22 SES 01 B, Teaching under (Re)Construction: Diverse Perspectives
The central theme of my presentation and ongoing PhD research is the intersubjective (moral) experience in teamwork-based learning communities in vocational higher education (university of applied sciences).
This theme can be formulated into a question: What are the experienced and perceived effects of team learning and coaching on the individual ethics of the students and the ethos of the learning teams and communities? This question arises from aristotelian (or neo-aristotelian) idea that the moral development of individuals and communities is grounded in the shared ethos and virtues promoted by those community (Hartman 2006). The chosen methodology for researching ethical development in learning communities will be based on phenomenological inquiry into lived experience of the participants (students and the members of the faculty (coaches) and the alumni (van Manen 2014, Giorgi 2008).
I will base my definitions of moral and ethical on the notion of philosopher Emanuel Levinas of ethics as a particular relation of responsibility to the Other that is fundamental to not only to the experiences of human relationship, but also to the very experience of the self. For Levinas, this ethical relationship of responsibility towards the Other is a nonreciprocal, one-directional relation between the I and the Other, and we enter the sphere of intersubjective morality when the third person enters the scene (Levinas & Nemo 1985, van Manen 2014).

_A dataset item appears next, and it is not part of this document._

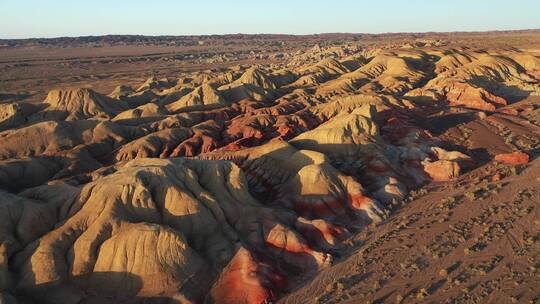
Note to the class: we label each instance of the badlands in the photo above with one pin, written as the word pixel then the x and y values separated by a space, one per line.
pixel 398 168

The examples of practical implications of phenomenological attitude towards the inquiry into lived experience and methodological choices will be provided by my ongoing PhD research on team learning and team entrepreneurship in Tampere University of Applied Sciences, Finland. Central themes in the research project include the shared intersubjective experience of working together, trust and how it is engendered, learning together through projects and shared action and reflection, and the relations between different actors in the learning community. As its data, this research will observations and recordings made from team dialogue workshops and interviews of students and their coaches.